En 1913, à l’âge de 21 ans, Vita épouse Harold Nicolson, un jeune fonctionnaire du ministère des Affaires étrangères. C’est un mariage d’amour même si chacun, au fond de soi, a des inclinations pour l’autre sexe. Son union avec Harold donne à Vita un équilibre, elle met de côté pour un temps ses amours féminines. Mais Harold est souvent absent. Vita pour combler sa solitude travaille d’arrache-pied et termine Heritage, son premier roman. Un soir où elle se sent seule et cherche une oreille compatissante, elle ouvre son cœur à son amie d’enfance, Violet Keppel. Cette dernière, qui est amoureuse de Vita depuis des années, voit là une occasion inespérée. La relation scandaleuse et épanouissante qui va bouleverser la vie de la jeune aristocrate débute à Long Barn le 18 avril 1918. Vita écrira Ceux des îles, roman inspiré de ses amours avec Violet.
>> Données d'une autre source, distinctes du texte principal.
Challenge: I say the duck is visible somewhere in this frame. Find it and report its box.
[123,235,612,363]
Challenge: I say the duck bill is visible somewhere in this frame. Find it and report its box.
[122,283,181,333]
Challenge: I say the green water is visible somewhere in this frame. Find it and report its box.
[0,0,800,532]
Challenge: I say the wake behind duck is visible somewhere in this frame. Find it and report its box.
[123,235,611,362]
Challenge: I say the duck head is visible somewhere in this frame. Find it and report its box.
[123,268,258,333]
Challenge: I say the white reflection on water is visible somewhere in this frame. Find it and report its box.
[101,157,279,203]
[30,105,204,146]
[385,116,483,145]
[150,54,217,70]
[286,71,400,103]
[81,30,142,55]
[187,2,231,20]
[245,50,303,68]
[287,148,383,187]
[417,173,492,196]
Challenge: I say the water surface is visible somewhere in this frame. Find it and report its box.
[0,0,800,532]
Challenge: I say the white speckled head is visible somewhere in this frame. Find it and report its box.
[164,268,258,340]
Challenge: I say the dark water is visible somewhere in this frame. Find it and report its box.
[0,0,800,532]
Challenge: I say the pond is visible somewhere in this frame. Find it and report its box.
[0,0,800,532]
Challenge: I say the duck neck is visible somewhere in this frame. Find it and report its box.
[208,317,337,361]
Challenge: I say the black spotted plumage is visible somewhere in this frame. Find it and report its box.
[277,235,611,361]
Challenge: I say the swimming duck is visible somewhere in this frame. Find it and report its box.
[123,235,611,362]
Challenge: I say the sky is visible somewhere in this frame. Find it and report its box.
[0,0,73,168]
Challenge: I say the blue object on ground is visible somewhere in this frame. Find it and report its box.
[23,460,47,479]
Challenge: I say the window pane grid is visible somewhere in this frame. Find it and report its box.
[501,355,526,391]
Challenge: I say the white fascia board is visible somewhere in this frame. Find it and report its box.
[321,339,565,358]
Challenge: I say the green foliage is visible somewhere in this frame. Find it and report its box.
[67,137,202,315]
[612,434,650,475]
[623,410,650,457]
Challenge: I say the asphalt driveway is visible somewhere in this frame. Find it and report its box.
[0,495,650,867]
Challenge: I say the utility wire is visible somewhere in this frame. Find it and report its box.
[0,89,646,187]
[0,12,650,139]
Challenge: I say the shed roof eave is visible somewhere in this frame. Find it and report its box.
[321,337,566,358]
L’ardeur de leur amour décroît à partir de 1921. Vita concentre son énergie sur son foyer, son travail et ses enfants, jusqu’à la rencontre avec Virginia Woolf en 1922. En 1923, les deux femmes se voient peu ; rien de surprenant dans la mesure où Vita a fort à faire avec ses deux nouveaux amants, Geoffrey Scott et Dorothy Wellesley. Puis en 1925, les deux femmes se rapprochent progressivement, mues par leur goût commun pour la littérature. Enfin, en décembre, Virginia passe un long week-end à Long Barn, seule en compagnie de Vita. C’est le début de leur relation où la sexualité occupe une place certes, mais timide, sporadique et pas toujours satisfaisante. La correspondance entre les deux femmes prend un tour plus passionnel lorsque Vita s’embarque pour la Perse avec Dorothy Wellesley en janvier 1926. A son retour, Vita et Virginia passent un nuit ensemble. Mais leur relation a des hauts et des bas, au gré des autres rencontres de Vita. C’est à cette époque que Virginia se lance dans l’écriture d’Orlando, inspiré de la vie de Vita.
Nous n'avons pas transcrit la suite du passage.